VOL.29 タイ国の守護神は「からす天狗」

 この国にはじめて訪問した早々、走る車窓からこの奇妙なレリーフ像を目にしたときは、白壁の建物外観から伝統芸能の博物館ででもあろうかと思った。真っ赤な裸体像は印象的でなんとなく魅かれるものがあった。

 その後、行く先々で同様のものを見かけるにおよび、その凛として異彩を放つ像の虜になった。人体に鳥のような嘴と翼をつけた姿はどこかで見かけたように思ったが、ふと日本のからす天狗とそっくりであることに気がついた。

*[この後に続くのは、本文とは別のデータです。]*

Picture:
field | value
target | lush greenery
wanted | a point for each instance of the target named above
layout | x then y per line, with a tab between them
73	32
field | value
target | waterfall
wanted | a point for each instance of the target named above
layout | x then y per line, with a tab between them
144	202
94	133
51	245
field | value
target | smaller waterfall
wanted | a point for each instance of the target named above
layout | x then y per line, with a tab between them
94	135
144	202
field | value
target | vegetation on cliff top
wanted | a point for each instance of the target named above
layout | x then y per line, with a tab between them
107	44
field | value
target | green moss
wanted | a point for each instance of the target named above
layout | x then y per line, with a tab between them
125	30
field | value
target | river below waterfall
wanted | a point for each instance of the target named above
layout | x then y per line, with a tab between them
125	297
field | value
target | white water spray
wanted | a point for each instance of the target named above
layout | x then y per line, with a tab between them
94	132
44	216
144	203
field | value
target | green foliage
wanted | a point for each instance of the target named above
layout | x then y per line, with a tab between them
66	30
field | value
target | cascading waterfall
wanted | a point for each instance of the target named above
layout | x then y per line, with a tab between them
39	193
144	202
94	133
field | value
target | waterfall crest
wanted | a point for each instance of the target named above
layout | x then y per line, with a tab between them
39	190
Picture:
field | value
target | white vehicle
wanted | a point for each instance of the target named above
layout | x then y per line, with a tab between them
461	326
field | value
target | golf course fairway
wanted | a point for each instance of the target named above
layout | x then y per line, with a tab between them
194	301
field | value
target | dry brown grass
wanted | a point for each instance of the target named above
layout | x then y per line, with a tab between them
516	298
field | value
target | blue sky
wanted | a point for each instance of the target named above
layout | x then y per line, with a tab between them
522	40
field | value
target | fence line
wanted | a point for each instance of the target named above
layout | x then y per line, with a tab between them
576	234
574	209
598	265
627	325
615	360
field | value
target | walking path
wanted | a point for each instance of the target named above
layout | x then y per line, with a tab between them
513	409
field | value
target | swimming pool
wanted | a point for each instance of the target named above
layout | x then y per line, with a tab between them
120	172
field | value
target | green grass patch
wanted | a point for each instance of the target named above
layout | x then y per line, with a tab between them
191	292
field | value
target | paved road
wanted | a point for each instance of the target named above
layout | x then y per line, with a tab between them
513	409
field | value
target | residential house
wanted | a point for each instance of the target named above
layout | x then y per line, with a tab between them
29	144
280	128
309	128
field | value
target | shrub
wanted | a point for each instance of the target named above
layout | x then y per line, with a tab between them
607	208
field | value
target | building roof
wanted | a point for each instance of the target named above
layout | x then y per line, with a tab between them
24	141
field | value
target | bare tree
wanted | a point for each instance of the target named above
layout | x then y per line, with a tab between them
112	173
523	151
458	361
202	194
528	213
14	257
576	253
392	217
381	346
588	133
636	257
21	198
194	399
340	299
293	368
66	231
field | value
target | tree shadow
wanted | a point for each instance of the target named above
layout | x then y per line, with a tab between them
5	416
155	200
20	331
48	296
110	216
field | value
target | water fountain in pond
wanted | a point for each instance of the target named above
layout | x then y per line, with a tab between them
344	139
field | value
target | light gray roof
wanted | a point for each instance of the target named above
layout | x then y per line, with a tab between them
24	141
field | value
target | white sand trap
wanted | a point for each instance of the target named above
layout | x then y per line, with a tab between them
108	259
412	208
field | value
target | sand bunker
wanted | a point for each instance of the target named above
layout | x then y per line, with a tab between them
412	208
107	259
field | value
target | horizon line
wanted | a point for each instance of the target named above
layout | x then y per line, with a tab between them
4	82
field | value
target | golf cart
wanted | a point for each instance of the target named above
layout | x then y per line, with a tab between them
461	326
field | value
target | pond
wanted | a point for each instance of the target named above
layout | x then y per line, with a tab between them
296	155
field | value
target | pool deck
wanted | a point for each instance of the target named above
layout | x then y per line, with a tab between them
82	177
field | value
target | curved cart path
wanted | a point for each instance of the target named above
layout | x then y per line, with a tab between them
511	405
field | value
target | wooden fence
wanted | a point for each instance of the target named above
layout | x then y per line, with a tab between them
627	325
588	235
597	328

 この像が古くから伝承される民話か神話の主であろうことは容易に推察されたが、ガルーダと呼ばれ、ヒンズー教の神様であることを知ったのは後からである。

 「広辞苑」によれば蛇を常食とする伝説上の巨鳥で、迦楼羅と音写し仏経にも採り入れられているそうだ。

 バンコックのメインストリードであるシーロム通りに面して建つバンコック銀行の本店では、ひときわ大きな「からす天狗」が周りを睥睨していた。タイ国はこの神様をいたく尊崇しているようでタイの国立の建物には全てこの像が付けられているようなのだ。いわばタイの守護神的存在といってよいだろう。

 そういえばインドネシアのガルーダ航空のシンボルマークもこの像である。